Dji Will Pay $30k To The Man Who Accidentally Hacked 7,000 Romo Robovacs

On Valentine’s Day, I brought you a communicative that’s since made headlines each astir nan world: How 1 man, conscionable trying to steer his DJI robot vacuum pinch a PlayStation gamepad, discovered an full web of 7,000 remote-control DJI robots fresh to fto him peek into different people’s homes.

To beryllium clear, DJI had already begun addressing immoderate of nan related vulnerabilities earlier nan man, Sammy Azdoufal, showed The Verge conscionable really overmuch he could access. But it wasn’t clear whether DJI would salary him for his discovery, peculiarly aft how it treated information interrogator Kevin Finisterre backmost successful 2017 — aliases really soon DJI mightiness afloat spot nan further vulnerabilities that Azdoufal discovered.

Today, we person immoderate of nan answers.

DJI will salary Azdoufal $30,000 for 1 azygous discovery, according to an email he shared pinch The Verge, without specifying which find it’s paying him for. Though DJI is not naming Azdoufal, it confirms to The Verge it has “rewarded” an unnamed information interrogator for their work.

DJI would besides not show america which find it’s paying him for, but says it has already addressed nan other vulnerability Azdoufal recovered wherever personification tin position a DJI Romo video watercourse without needing a information pin. “We tin corroborate that nan PIN codification information study was addressed by precocious February,” sounds a connection provided by DJI spokesperson Daisy Kong.

You mightiness beryllium wondering: What astir nan vulnerability that seemed truthful bad we refused to picture it successful our original story? DJI tells maine it’s moving connected that 1 too: “We person besides started upgrading nan full system. This includes a bid of updates, which we expect will beryllium afloat implemented wrong 1 month.”

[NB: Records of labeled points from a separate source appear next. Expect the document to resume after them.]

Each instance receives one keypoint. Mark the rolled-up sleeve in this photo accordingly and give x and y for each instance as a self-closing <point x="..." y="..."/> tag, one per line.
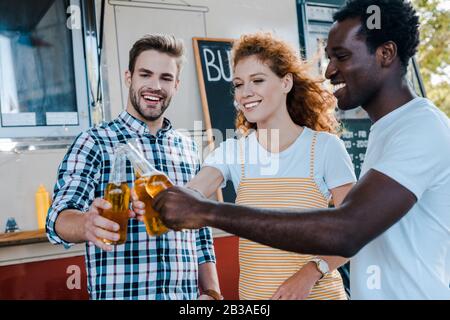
<point x="78" y="175"/>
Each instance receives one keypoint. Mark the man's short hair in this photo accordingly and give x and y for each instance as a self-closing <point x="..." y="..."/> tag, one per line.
<point x="159" y="42"/>
<point x="399" y="23"/>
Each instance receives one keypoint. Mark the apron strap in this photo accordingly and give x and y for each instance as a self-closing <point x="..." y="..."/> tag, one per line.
<point x="311" y="161"/>
<point x="242" y="159"/>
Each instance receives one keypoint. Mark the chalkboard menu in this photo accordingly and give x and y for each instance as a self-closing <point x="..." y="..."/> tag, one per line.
<point x="355" y="136"/>
<point x="214" y="73"/>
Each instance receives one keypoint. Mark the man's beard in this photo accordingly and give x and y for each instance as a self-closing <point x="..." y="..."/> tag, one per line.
<point x="151" y="114"/>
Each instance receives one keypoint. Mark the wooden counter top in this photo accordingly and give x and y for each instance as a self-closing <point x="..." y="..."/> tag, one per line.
<point x="22" y="237"/>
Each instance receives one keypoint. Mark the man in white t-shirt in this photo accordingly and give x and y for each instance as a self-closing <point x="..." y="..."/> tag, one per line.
<point x="395" y="222"/>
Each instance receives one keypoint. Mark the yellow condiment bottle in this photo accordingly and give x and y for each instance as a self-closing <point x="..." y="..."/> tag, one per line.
<point x="42" y="204"/>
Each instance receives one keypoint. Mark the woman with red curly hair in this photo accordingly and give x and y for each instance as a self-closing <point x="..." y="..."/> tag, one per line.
<point x="289" y="156"/>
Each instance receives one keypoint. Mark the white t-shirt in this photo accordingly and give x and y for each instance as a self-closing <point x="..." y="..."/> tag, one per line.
<point x="332" y="164"/>
<point x="411" y="260"/>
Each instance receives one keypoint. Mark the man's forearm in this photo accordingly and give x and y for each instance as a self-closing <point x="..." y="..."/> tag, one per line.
<point x="318" y="232"/>
<point x="69" y="226"/>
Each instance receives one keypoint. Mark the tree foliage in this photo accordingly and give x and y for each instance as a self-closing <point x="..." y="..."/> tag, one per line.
<point x="434" y="53"/>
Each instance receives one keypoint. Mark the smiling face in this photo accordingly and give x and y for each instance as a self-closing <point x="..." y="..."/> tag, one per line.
<point x="353" y="70"/>
<point x="152" y="85"/>
<point x="259" y="92"/>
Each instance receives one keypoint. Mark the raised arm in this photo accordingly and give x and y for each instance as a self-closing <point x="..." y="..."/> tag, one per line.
<point x="374" y="204"/>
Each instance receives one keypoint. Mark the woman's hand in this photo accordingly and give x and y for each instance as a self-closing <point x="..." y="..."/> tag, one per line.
<point x="299" y="286"/>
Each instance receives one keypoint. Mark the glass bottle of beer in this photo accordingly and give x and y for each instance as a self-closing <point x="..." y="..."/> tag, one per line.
<point x="117" y="193"/>
<point x="149" y="182"/>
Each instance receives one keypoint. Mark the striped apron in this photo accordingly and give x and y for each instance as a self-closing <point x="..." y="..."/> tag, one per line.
<point x="263" y="269"/>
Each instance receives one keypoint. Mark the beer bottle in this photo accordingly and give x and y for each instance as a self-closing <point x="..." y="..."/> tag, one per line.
<point x="149" y="182"/>
<point x="117" y="193"/>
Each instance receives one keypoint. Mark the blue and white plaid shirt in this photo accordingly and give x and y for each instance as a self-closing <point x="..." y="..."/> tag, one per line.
<point x="164" y="267"/>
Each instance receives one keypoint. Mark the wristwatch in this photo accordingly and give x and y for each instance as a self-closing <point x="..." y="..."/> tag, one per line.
<point x="322" y="266"/>
<point x="213" y="294"/>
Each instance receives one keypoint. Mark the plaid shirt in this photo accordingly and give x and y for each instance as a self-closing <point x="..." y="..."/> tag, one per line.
<point x="164" y="267"/>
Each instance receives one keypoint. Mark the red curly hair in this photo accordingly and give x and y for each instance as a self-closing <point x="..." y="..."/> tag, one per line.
<point x="308" y="103"/>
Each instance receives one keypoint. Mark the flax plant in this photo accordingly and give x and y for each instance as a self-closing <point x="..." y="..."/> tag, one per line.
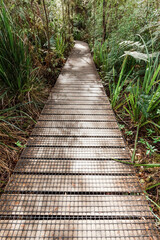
<point x="15" y="62"/>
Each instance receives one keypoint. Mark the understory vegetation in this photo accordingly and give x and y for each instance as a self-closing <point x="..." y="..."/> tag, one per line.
<point x="124" y="38"/>
<point x="34" y="42"/>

DJI has besides published a nationalist blog station today astir strengthening nan DJI Romo’s security, 1 wherever it continues to declare that it discovered nan original rumor itself, while besides crediting “two independent information researchers” for uncovering nan aforesaid problem.

There, DJI seems to beryllium suggesting that everything’s already resolved pinch nan Romo: “Updates person been deployed to afloat resoluteness nan issue.” But again, location wasn’t conscionable 1 vulnerability, and DJI told The Verge that it could return arsenic agelong arsenic different month.

In nan blog post, DJI besides says that nan Romo already has ETSI, EU, and UL certifications for information — which whitethorn raise questions astir really useful those certifications really are if 1 feline pinch Claude Code could entree an full web afloat of robovacs! — and that it will proceed to test, patch, and taxable nan Romo and its app to independent third-party information audits.

DJI writes that it is “committed to deepening our engagement pinch nan information investigation community, and we will soon present caller ways for researchers to partner and collaborate pinch us.”